The movie version of the pregnancy how-to book is a confusing, shallow ensemble piece with big stars about five couples at different stages of coming parenthood.

May 18, 2012|By Betsy Sharkey, Los Angeles Times Film Critic
  • Evan (Matthew Morrison) and Jules (Cameron Diaz) in "What to Expect When You're Expecting."
Evan (Matthew Morrison) and Jules (Cameron Diaz) in "What to Expect… (Melissa Moseley, MCT )

"What to Expect When You're Expecting"is essentially the Hallmark card version of the sage, saucy and very specific how-to bestseller by Heidi Murkoff. The movie's sentimental squibs on pregnancy merely skim the surface scratched so thoroughly by the book.

As Murkoff knew and mined so well, there is a lot of nature-made comedy to be found in the discomforts of distended bodies, raging hormones and altered relationships. There is also pathos and pain, especially for couples who can't conceive. The movie, directed by Kirk Jones ("Nanny McPhee") from a screenplay by Shauna Cross ("Whip It") and Heather Hach ("Freaky Friday"), has grand ambitions and has signed on a cast of thousands (only a slight exaggeration) to try to touch all those bases.

But rather than the engaging enlightenment of the source, the film becomes bloated by confusion. It opens by parachuting into the lives of five couples in various states of impending parenthood, then drops in on a "Dudes Group" of four already-entrenched dads and the cool guy who keeps turning up to remind the fathers of what they're missing. Running around the edges are countless tykes, none of whom are even slightly memorable despite their extreme cuteness.

A considerable amount of star power gets expended in spinning out the complex coupling stories.
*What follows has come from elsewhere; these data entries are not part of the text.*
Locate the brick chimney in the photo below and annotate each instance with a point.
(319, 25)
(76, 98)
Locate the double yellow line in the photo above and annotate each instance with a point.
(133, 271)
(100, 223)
There's Cameron Diaz and Matthew Morrison, a television fitness guru and a dancer, respectively, who meet on a "Dancing With the Stars"-type show and end up with a bun in the oven.

Then there's Elizabeth Banks as a militant mommy wannabe who runs a bookstore on all things baby and breast feeding; she and her hubby-with-daddy issues is Ben Falcone, and they're struggling to conceive. Playing Falcone's moneybags father is Dennis Quaid, who has a trophy wife in Brooklyn Decker, who, guess what, winds up pregnant with twins.

If that's not enough to keep track of, Jennifer Lopez plays a photographer, and she's hoping to adopt a child from Africa with her mate, the handsome Rodrigo Santoro (who knows what he does, and who cares?). Meanwhile, Anna Kendrick and Chace Crawford are former high school flames, now food-truck competitors, suddenly dealing with a one-night stand shocker.

It goes on. Leading the post-pregnancy flank is Chris Rock, who runs the daddy "Dudes Group" that includes Tom Lennon, Rob Huebel, Amir Talai and a ton of little kids. If that weren't enough to keep up with there is Joe Manganiello, enviable for his zero body fat and zero responsibilities.

Mentioning actual characters' names would only further confuse things. Let's just say the filmmakers should have considered bringing on someone from ESPN's"SportsCenter" to give us the play by play.

As a filmmaker, Jones seems to favor what-makes-people-tick tales — his best was his first, 1998's "Waking Ned Devine." "What to Expect" has moments that reach the emotional resonance and clever irony of "Ned's" fanciful fable about greed, avarice and the untimely demise of a lottery winner. But more often, the ensemble comedy with its many entanglements flounders badly.

Lopez and Santoro give their adopting couple a nice balance of sizzle and sadness, almost enough to produce a few tears. Decker milks the most comedy out of the fewest lines, underplaying her hand perfectly as she dotes on her older stepson (Falcone), scolds her much older hubby and embraces her daughter-in-law (Banks).

Speaking of which, Banks, who brings such a stinging wit as Alec Baldwin's character's Type-A fiancée on"30 Rock," seems adrift here, and cute couple Kendrick and Crawford are completely lost at sea. But the guys in the Dudes Group have the worst of it — they are a whiny, unappealing bunch through and through.